I tried to note in my food logs where I ran into gut issues while fueling since it’s not all sunshine and roses. 🙂 One of the biggest things to figure out in marathon training is what foods work for you and what doesn’t. In the last few weeks leading up to race day, your marathon training diet/nutrition plan should be pretty honed in! (I’ve blogged about fueling for a marathon on a gluten-free diet here.)
Okay, onto specifics! Here are two sample days.
What I ate on a 4 mile run day
- pre-run snack: banana + spoonful of almond butter + water + black coffee
- post run breakfast: water bottle with nuun while driving home from run + coffee with 2 scoops vital proteins collagen + 2 eggs + avocado + tomatoes + slice of gluten-free bread (this was delicious but really upset my stomach 🙁 )
- AM snack: plain forager dairy-free yogurt + chia seeds + sliced almonds + blueberries
- lunch: salad with arugula + sweet potato + chicken breast + walnuts + tomatoes + apple + dried cherries + homemade tahini dressing + gluten free toast with Earth Balance + kombucha
- afternoon snack: apple with almonds + coconut butter + a few pieces dark chocolate
- dinner: pan seared halibut + avocado/orange/lime salsa + fried plantains over a bed of greens
- post dinner: handful of trail mix + dried apricots (I’m weirdly obsessed)
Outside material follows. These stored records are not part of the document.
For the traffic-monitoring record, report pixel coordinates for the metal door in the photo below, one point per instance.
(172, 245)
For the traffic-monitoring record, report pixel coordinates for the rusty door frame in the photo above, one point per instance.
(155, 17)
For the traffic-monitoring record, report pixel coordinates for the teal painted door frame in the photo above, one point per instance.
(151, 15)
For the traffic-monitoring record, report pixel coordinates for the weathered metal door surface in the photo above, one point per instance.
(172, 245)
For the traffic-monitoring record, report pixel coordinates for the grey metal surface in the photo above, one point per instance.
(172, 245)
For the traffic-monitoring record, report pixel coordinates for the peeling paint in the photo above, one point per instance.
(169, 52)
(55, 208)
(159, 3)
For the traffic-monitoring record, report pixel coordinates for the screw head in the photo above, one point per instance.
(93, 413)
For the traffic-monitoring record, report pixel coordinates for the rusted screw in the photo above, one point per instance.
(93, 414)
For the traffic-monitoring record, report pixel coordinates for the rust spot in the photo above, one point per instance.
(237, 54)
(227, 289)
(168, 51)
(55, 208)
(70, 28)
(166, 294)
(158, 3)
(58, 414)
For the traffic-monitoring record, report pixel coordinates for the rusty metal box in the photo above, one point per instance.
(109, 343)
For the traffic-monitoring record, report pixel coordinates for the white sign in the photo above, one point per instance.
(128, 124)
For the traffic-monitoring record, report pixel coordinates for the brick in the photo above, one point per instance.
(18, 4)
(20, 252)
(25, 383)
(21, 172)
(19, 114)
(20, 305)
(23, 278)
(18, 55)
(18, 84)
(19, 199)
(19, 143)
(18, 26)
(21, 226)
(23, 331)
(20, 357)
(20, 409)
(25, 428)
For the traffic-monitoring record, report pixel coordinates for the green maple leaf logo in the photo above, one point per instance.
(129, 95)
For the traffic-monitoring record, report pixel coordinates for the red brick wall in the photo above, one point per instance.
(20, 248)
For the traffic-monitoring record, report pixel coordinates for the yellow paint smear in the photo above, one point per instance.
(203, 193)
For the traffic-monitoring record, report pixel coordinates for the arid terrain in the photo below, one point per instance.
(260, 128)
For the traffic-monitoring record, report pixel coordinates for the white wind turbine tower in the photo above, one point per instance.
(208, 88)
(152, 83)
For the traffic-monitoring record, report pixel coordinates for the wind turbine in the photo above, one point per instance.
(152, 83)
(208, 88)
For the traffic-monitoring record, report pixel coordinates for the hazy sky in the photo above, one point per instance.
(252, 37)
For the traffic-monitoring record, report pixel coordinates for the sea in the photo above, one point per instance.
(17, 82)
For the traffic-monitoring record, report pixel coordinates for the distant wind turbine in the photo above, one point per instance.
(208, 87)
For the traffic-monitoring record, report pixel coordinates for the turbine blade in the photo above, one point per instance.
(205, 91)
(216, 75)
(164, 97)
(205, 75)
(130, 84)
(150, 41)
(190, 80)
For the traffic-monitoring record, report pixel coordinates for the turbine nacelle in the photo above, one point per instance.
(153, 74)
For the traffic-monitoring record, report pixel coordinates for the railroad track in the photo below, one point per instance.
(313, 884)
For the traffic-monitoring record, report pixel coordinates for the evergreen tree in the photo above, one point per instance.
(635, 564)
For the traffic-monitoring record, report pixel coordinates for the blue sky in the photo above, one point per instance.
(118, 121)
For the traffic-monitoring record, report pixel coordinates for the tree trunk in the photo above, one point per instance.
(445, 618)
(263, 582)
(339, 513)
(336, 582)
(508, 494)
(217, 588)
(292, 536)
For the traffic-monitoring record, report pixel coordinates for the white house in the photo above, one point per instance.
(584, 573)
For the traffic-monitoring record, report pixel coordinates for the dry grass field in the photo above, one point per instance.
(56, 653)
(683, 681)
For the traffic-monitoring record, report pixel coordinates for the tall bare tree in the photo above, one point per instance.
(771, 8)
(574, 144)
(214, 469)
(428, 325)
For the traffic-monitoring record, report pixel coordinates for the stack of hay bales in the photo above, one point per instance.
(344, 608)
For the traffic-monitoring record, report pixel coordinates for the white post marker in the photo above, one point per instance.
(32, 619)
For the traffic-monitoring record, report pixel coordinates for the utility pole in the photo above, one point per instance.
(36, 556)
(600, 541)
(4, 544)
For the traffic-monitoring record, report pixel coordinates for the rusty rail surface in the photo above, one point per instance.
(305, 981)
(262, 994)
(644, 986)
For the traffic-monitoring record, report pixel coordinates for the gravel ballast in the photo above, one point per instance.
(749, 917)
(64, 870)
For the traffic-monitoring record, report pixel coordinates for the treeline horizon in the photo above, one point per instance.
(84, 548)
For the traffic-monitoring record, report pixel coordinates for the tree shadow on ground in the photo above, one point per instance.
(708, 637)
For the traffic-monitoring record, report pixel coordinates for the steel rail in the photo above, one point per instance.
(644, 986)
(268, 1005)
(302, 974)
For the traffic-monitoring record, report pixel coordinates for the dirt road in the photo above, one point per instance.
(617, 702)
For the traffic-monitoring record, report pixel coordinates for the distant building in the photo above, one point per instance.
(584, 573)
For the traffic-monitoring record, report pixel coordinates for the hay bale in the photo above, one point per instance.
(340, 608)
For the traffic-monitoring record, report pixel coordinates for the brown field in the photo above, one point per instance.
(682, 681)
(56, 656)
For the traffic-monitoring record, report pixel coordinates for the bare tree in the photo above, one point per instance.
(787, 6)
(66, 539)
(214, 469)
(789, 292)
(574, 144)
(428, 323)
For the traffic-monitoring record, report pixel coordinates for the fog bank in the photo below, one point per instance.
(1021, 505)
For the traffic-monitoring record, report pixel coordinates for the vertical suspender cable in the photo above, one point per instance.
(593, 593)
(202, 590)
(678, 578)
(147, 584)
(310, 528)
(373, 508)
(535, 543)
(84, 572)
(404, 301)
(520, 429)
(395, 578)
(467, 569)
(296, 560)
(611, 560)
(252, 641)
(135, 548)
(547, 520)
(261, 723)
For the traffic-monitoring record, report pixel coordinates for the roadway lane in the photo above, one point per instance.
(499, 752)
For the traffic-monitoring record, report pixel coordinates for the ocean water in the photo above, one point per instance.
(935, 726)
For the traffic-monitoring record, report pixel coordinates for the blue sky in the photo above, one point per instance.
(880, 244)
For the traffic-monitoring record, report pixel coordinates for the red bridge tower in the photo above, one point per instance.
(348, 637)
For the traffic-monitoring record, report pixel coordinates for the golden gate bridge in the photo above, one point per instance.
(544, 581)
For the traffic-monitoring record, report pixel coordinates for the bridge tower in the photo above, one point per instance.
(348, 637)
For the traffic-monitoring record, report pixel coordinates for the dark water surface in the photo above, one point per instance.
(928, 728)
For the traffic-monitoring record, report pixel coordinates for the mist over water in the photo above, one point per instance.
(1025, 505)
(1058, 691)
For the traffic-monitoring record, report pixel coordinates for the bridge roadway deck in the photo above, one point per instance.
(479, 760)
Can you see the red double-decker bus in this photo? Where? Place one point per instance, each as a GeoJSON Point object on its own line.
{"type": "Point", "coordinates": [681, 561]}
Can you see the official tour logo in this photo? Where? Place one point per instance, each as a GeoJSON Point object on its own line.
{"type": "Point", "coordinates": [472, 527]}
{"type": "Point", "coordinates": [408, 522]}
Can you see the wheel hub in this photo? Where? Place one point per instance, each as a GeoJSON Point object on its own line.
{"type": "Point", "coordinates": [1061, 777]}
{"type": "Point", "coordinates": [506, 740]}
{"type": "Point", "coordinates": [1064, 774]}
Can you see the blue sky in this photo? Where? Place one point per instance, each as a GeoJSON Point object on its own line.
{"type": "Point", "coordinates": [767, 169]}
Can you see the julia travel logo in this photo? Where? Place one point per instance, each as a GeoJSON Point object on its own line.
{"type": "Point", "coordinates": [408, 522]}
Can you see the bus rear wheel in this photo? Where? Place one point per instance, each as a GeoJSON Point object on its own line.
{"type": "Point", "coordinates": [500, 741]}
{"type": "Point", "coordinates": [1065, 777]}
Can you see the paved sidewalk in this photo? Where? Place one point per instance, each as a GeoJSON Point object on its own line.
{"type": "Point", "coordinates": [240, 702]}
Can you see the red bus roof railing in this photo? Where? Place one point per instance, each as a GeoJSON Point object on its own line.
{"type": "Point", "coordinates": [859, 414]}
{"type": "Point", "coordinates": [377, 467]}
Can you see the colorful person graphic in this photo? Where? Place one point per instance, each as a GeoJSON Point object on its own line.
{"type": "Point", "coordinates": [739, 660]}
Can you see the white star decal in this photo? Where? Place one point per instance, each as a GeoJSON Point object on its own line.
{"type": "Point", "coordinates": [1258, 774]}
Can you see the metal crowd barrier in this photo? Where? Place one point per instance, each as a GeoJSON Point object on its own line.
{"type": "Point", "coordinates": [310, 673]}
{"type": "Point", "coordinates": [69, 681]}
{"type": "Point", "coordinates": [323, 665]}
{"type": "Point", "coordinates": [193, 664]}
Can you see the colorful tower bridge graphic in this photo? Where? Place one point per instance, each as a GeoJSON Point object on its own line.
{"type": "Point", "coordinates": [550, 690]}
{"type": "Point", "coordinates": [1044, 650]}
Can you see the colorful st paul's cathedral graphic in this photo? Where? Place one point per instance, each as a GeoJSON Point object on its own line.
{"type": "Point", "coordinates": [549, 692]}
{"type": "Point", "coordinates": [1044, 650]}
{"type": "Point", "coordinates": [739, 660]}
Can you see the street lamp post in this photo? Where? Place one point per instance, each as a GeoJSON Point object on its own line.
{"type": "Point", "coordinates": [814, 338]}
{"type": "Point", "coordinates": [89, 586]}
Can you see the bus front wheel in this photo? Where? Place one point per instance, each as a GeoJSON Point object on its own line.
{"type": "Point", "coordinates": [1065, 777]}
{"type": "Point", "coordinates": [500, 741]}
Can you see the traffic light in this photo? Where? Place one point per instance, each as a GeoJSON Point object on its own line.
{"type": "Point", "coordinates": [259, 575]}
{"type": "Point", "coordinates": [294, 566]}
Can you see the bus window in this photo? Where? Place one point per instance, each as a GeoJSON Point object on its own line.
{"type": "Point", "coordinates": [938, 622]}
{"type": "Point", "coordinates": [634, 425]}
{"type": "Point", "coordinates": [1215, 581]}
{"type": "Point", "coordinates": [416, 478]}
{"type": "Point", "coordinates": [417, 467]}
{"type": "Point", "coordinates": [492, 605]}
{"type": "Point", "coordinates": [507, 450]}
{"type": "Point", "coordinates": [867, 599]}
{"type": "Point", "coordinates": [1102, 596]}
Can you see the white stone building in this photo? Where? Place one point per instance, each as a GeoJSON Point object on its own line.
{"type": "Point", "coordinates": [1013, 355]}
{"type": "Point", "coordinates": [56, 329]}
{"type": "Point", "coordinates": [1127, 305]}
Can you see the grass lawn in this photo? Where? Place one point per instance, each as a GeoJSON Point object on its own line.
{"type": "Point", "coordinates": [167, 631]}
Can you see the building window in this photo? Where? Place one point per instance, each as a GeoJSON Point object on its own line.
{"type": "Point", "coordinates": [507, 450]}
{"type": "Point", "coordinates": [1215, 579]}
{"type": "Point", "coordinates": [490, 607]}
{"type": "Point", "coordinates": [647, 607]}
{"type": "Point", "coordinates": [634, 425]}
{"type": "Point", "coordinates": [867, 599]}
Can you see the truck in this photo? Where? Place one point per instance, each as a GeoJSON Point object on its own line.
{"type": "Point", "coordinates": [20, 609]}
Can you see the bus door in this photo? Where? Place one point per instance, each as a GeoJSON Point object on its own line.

What I ate on a 11-mile run day
- pre-run snack: 1 piece Trader Joe’s gluten-free toast + honey + banana + spoonful of peanut butter + water + black coffee
- post run breakfast: water bottle with nuun while driving home from run + coffee with 2 scoops vital proteins collagen + 2 eggs scrambled with bell peppers, tomatoes, onions, leftover sweet potato + homemade fig bar
- Lunch: 2 rolls sushi + 2 avocado lettuce rolls (I got these from the grocery store but it wrecked my stomach since I forgot there was soy sauce in the rice )
- afternoon snacks: dark chocolate dipped in almond butter x 3 (ha! I always go back for more!), siete chips with cashew queso
- dinner: beef burger with homemade hummus + simple arugula & tomato salad + more Siete chips (no bun)
- 9pm snack: fruit leather + chamomile tea
I tried to remember everything but there are probably handfuls of trail mix and many squares dark chocolate that I forgot! 🙂 If you guys are interested, I’ll continue to share example days throughout training, including long-run days and rest days. And if you have any specific questions about what I eat, let me know.